Catalonia’s largest and most popular city contains beautiful buildings, sun-bleached beaches, incredible nightlife and some of Spain’s best food. Roman columns dating back 2,000 years rise next to the Gothic Quarter where you can see buildings from the middle ages. Modernist architecture, including world-renowned buildings designed by Gaudi, is sprinkled throughout the city. You can swim in the Mediterranean in the morning and then hike Barcelona’s wooded Collserola Hills in the afternoon. Then it’s time to party. Watch the sunset while enjoying a drink at an oceanside chiringuito then hit the bars. Clubs open after midnight and rage all night long. The day after, indulge in the city’s famous Catalan cooking to nurse some energy back into you.
The city is cut by Riu Onyar, a river that divides the historic and commercial centers of the city. Girona was especially wealthy during the middle ages. Many of the time’s greatest Romanesque and Gothic buildings still stand defiantly after surviving centuries of siege and war. This survived physical history makes the city’s museums and galleries that much more enriching as you stroll to them on cobblestone lanes past medieval walls. This northern Catalonia city contains the best nightlife outside of Barcelona and arguably some of the best restaurants in the region.
This inland town is all about one of the world’s most famous artists — Salvador Dali. The self-promoting and eccentric Dali was born in Figueres and would embark on a career that took him to Barcelona, Paris and eventually the United States.

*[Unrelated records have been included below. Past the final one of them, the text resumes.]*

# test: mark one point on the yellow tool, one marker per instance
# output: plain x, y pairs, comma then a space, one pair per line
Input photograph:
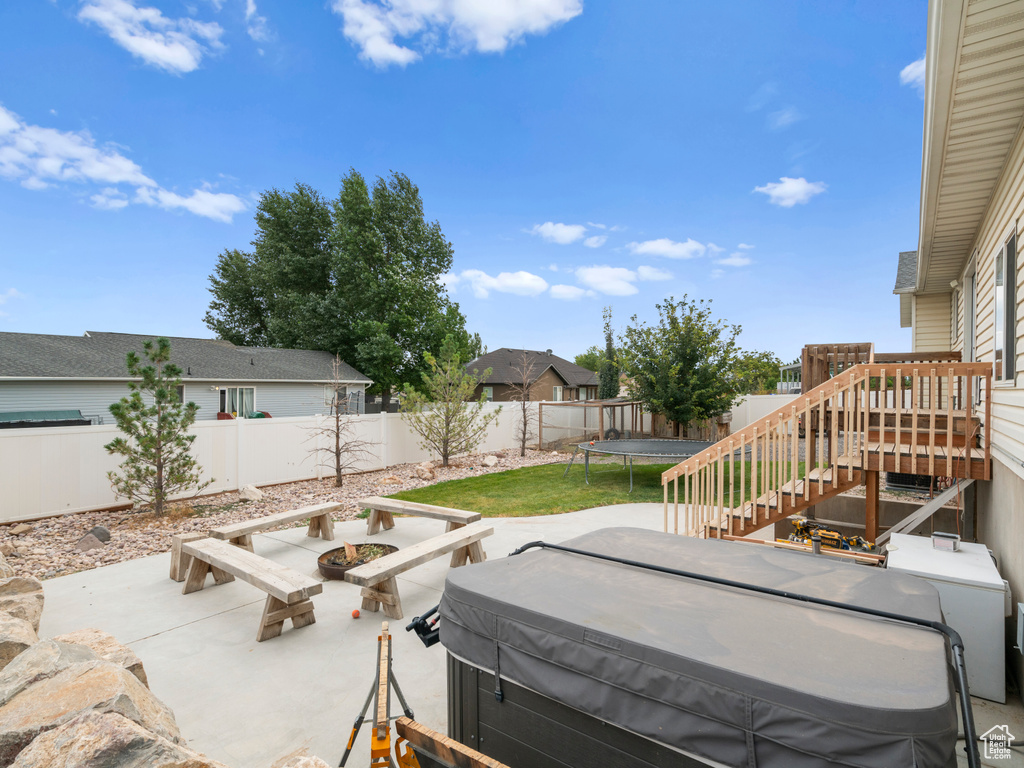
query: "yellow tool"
380, 689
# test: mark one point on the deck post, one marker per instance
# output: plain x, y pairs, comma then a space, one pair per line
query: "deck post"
871, 505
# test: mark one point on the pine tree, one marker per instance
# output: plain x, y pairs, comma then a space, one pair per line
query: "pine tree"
443, 413
156, 443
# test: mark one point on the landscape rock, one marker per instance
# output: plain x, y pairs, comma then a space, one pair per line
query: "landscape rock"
23, 597
100, 686
100, 532
300, 759
88, 542
107, 740
44, 659
15, 636
250, 494
107, 646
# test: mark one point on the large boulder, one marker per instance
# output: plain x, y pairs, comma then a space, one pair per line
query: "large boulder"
107, 646
100, 686
107, 740
44, 659
15, 635
23, 597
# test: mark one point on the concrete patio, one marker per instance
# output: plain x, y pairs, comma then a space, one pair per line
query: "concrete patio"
248, 704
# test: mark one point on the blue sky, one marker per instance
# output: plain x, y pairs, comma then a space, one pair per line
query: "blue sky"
578, 155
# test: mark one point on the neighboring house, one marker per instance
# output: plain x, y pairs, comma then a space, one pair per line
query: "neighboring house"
554, 378
81, 376
963, 289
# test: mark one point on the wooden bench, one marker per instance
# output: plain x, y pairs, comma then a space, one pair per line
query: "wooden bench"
288, 592
381, 511
377, 578
241, 534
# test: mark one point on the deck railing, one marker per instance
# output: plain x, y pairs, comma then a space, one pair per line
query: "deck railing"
900, 417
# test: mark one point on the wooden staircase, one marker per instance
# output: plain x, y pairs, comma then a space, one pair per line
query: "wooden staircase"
914, 417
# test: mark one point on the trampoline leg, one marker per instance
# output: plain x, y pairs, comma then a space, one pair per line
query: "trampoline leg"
570, 463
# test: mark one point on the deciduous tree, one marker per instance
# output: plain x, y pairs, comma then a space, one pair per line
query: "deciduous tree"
442, 412
156, 445
684, 366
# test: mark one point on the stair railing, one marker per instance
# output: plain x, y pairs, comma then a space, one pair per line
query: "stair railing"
893, 417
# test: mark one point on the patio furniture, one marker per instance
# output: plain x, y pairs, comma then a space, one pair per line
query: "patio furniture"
377, 578
240, 534
288, 591
381, 510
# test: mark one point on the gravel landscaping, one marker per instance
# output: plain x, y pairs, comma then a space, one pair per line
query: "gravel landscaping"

He kept his birth town close to his heart and returned to build Teatre-Museu Dalí. One of the most interesting art museums in the world, Teatre-Museu Dalí is an ode to surrealism; the type of visual art that Dali helped to create. After visiting the museum, the quiet town offers cafes and shopping, as well as an impressive 18th-century fortress.
Tarragona is a region more than a city. The first thing you’ll notice is the scent of grilled seafood in the air that will lure you to the medieval section of the city. Tiny lanes weave their way past Gothic churches built with impressively large honey-colored stones. After enjoying the ocean’s bounty, stroll to some of the most important Roman ruins in the world. Incredibly preserved, an Oceanside Amphitheater still hosts events. And the Roman ruins museum holds impressive artworks and mosaics from the Roman times. Costa Daurada’s lush beaches are just a short trip away while the beautiful modernist architecture of Reus sits just inland. It’s all a part of the Tarragona experience.